Basic functions in Numpy (and top-level scipy)

Interaction with Numpy

To begin with, all of the Numpy functions have been subsumed into the scipy namespace so that all of those functions are available without additionally importing Numpy. In addition, the universal functions (addition, subtraction, division) have been altered to not raise exceptions if floating-point errors are encountered; instead, NaN’s and Inf’s are returned in the arrays. To assist in detection of these events, several functions (sp.isnan, sp.isfinite, sp.isinf) are available.

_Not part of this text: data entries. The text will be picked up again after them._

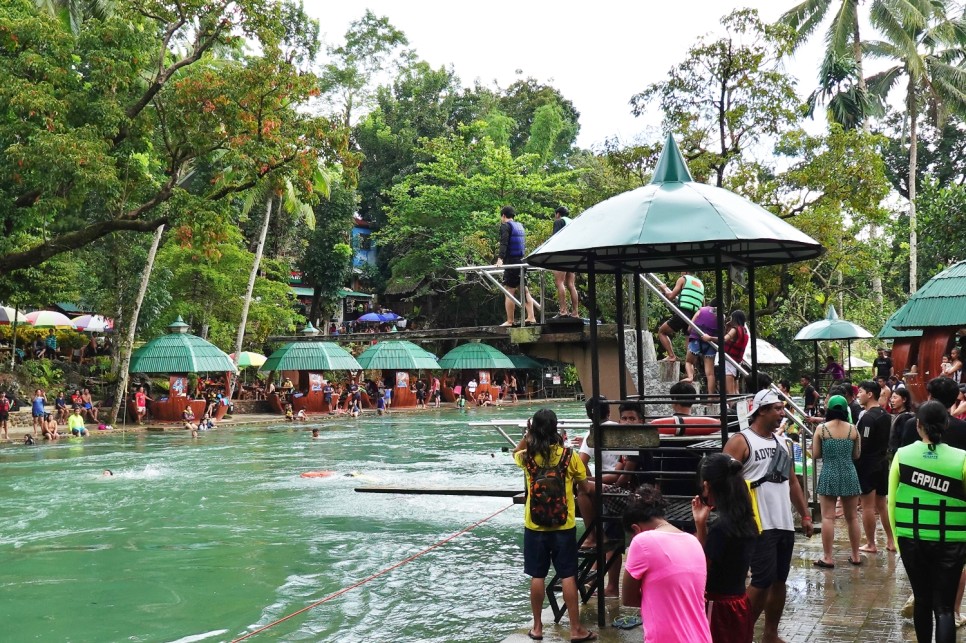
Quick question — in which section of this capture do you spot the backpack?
[525,449,573,527]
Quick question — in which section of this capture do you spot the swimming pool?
[0,403,583,642]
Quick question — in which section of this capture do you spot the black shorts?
[855,462,889,498]
[503,257,527,288]
[751,529,795,589]
[523,527,577,578]
[664,309,694,333]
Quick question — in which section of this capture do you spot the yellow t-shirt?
[513,446,587,531]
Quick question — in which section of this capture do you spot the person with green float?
[657,270,704,362]
[889,400,966,643]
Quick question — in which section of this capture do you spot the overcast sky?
[305,0,824,147]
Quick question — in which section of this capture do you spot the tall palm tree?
[864,0,966,293]
[34,0,114,34]
[779,0,882,128]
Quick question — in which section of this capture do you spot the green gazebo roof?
[439,342,516,370]
[357,340,439,371]
[527,135,824,273]
[128,333,237,373]
[876,306,922,339]
[891,261,966,330]
[258,341,362,372]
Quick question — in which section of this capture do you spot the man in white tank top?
[724,389,813,643]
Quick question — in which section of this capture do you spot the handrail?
[456,263,546,327]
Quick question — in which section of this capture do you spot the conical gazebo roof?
[795,306,872,342]
[128,333,238,374]
[876,306,922,339]
[527,135,824,273]
[258,341,362,372]
[890,261,966,330]
[439,342,516,370]
[356,340,439,371]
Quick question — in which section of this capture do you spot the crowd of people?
[514,371,966,643]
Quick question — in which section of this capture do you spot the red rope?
[232,505,513,643]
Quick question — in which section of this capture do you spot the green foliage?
[143,229,298,352]
[298,183,357,320]
[916,176,966,278]
[17,359,64,391]
[0,0,336,277]
[631,9,802,187]
[378,123,577,312]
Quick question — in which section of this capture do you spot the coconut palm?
[779,0,948,128]
[863,0,966,293]
[34,0,114,34]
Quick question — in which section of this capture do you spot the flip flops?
[613,614,643,630]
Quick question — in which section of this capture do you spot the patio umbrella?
[0,306,27,370]
[70,315,114,333]
[357,340,439,371]
[795,306,872,382]
[27,310,74,328]
[258,342,362,372]
[742,338,792,364]
[848,355,872,370]
[228,351,268,368]
[439,342,514,370]
[0,306,27,326]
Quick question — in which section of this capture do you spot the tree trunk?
[108,224,164,424]
[906,77,919,295]
[850,8,868,133]
[228,194,272,392]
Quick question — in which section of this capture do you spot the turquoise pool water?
[0,403,582,642]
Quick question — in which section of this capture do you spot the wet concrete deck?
[503,519,920,643]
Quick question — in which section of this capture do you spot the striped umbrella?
[27,310,74,328]
[70,315,114,333]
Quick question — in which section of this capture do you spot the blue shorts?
[523,527,577,578]
[688,339,716,357]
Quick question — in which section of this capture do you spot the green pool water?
[0,403,582,643]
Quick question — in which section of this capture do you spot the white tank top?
[741,429,795,531]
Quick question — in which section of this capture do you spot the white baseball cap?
[751,388,781,415]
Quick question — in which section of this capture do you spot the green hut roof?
[876,306,922,339]
[527,135,824,273]
[258,341,362,372]
[892,261,966,330]
[128,333,237,373]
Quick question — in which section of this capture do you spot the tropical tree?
[0,0,335,276]
[864,0,966,293]
[779,0,888,128]
[630,9,800,187]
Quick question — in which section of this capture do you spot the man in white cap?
[724,389,813,643]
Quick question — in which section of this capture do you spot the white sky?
[305,0,824,147]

Finally, some of the basic functions like log, sqrt, and inverse trig functions have been modified to return complex numbers instead of NaN’s where appropriate (i.e. sp.sqrt(-1) returns 1j).

Top-level scipy routines

The purpose of the top level of scipy is to collect general-purpose routines that the other sub-packages can use and to provide a simple replacement for Numpy. Anytime you might think to import Numpy, you can import scipy instead and remove yourself from direct dependence on Numpy. These routines are divided into several files for organizational purposes, but they are all available under the numpy namespace (and the scipy namespace). There are routines for type handling and type checking, shape and matrix manipulation, polynomial processing, and other useful functions. Rather than giving a detailed description of each of these functions (which is available in the Numpy Reference Guide or by using the help, info and source commands), this tutorial will discuss some of the more useful commands which require a little introduction to use to their full potential.

Type handling

Note the difference between sp.iscomplex/sp.isreal and sp.iscomplexobj/sp.isrealobj. The former command is array based and returns byte arrays of ones and zeros providing the result of the element-wise test. The latter command is object based and returns a scalar describing the result of the test on the entire object.

Often it is required to get just the real and/or imaginary part of a complex number. While complex numbers and arrays have attributes that return those values, if one is not sure whether or not the object will be complex-valued, it is better to use the functional forms sp.real and sp.imag . These functions succeed for anything that can be turned into a Numpy array. Consider also the function sp.real_if_close which transforms a complex-valued number with tiny imaginary part into a real number.

Occasionally the need to check whether or not a number is a scalar (Python (long)int, Python float, Python complex, or rank-0 array) occurs in coding. This functionality is provided in the convenient function sp.isscalar which returns a 1 or a 0.

Finally, ensuring that objects are a certain Numpy type occurs often enough that it has been given a convenient interface in SciPy through the use of the sp.cast dictionary. The dictionary is keyed by the type it is desired to cast to and the dictionary stores functions to perform the casting. Thus, sp.cast['f'](d) returns an array of sp.float32 from d. This function is also useful as an easy way to get a scalar of a certain type:

>>> sp.cast['f'](sp.pi)
array(3.1415927410125732, dtype=float32)

Index Tricks

There are some class instances that make special use of the slicing functionality to provide efficient means for array construction. This part will discuss the operation of sp.mgrid , sp.ogrid , sp.r_ , and sp.c_ for quickly constructing arrays.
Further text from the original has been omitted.